A MATCHED GARNITURE OF LOUIS XVI ORMOLU-MOUNTED SEVRES PORCELAIN POTS-POURRIS VASES
A MATCHED GARNITURE OF LOUIS XVI ORMOLU-MOUNTED SEVRES PORCELAIN POTS-POURRIS VASES

CIRCA 1770

Details
A MATCHED GARNITURE OF LOUIS XVI ORMOLU-MOUNTED SEVRES PORCELAIN POTS-POURRIS VASES
CIRCA 1770
The porcelain decorated with roses in gilt-rimmed reserves on a powder-blue ground, the large vase with tapering cylindrical body with lion's mask handles and pierced guilloche neck surmounted by a slightly domed lid with pine-cone finial and on a waisted foot with fruiting laurel band and square base, the two smaller vases with ovoid bodies and lobed double handles, with pierced rim and domed lid with fruiting finial, on a spirally-twisted foot with guilloche band and concave-canted square base
The large vase 11½ in. (29 cm.) high, the smaller vases 8¼ in. (21 cm.) high
Provenance
Possibly Madame de Polès, sold Galerie Georges Petit, Paris, 22 - 23 June 1927, lot 165.
Literature
Probably P. Kjellberg, Objects montées du Moyen Âge à nos jours, Paris, 2000, p. 128.

Lot Essay

VASES A MONTER
The Sèvres factory produced vases à monter, or vases intended to be fitted with ormolu mounts, beginning in around 1764. The main three forms of such vases assembled into garnitures were tapering cylindrical (of two differing dimensions) and egg-shaped. These finished glazed vases were sold largely to marchand-merciers who then embellished them with mounts. The earlier vases were glazed in solid ground colours, although invoices exist for pieces decorated with green and blue grounds scattered with foliate wreaths centered by roses by 1770.

These vases bear mounts of one of five basic styles. This indicates in all likelihood that the marchand-merciers who purchased the vases à monter produced their own signature mounts. A complete garniture incorporating a pair of egg-form vases, a pair of small cylindrical and one large cylindrical vase is in the Wadsworth Athenaeum, Hartford (L.H. Roth, C. Le Corbeiller, French Eighteenth Century Porcelain at the Wadsworth Atheneum: The J. Pierpont Morgan Collection, 2000, p. 156, fig. 74).

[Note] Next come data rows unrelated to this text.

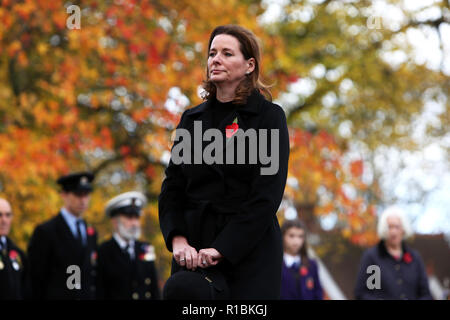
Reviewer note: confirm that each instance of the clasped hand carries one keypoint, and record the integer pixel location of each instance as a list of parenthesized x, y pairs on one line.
[(187, 256)]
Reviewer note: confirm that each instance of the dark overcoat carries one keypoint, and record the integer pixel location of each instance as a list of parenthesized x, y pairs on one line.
[(14, 277), (121, 278), (231, 207), (401, 279), (51, 250)]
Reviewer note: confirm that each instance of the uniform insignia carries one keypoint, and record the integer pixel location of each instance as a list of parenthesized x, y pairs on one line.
[(15, 259), (148, 254)]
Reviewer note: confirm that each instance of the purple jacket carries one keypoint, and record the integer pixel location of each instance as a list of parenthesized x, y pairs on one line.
[(295, 286)]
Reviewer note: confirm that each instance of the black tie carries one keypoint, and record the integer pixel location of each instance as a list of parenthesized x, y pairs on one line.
[(79, 235), (3, 248)]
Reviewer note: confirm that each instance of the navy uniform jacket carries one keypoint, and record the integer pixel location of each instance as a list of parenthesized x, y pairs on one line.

A three-piece garniture with the same smaller cylindrical vases, formerly in the collection of Mme. Jules Fribourg, is illustrated in S. Eriksen, Early Neo-Classicism in France, 1974, p. 363, fig 242, while another identical in shape with green porcelain ground and bearing the date letter 'q' for 1769, was sold in the Erich von Goldschmidt-Rothschild sale, Berlin, 23 March 1931, lot 206. Other examples of vases include:- a pair from the Keck Collection, La Lanterne, Bel Air, California, sold Sotheby's, New York, 5 - 6 December 1991, lot 225; a pair sold Christie's, London, 17 June 1987, lot 32; another pair, formerly part of a garniture, with apple-green ground from the collection of the Late Earl of Sefton and sold by Christie's at Croxteth Hall, Liverpool, 17 - 20 September 1973, lot 908, and again Christie's, London, 5 July 1984, lot 13; a three-piece garniture, again with apple-green ground sold from the Jaime Ortiz-Patiño Collection, Sotheby's, New York, 20 May 1992, lot 31; a pair and two garnitures of three, each on solid apple green ground, sold from Houghton, Christie's, London, 8 December 1994, lots 36 - 38 (see lot 101 in this sale for the Houghton lot 37); a garniture of three green-ground vases all of identical shapes as the offered lot and with date letters for 1769 and previously owned by George Byng, sold anonymously, Christie's, London, 9 June 2005, lot 1; and finally a set of three green-ground examples with floral reserves from the Sir Arthur Gilbert collection sold Christie's, New York, 21 October 2005, lot 331.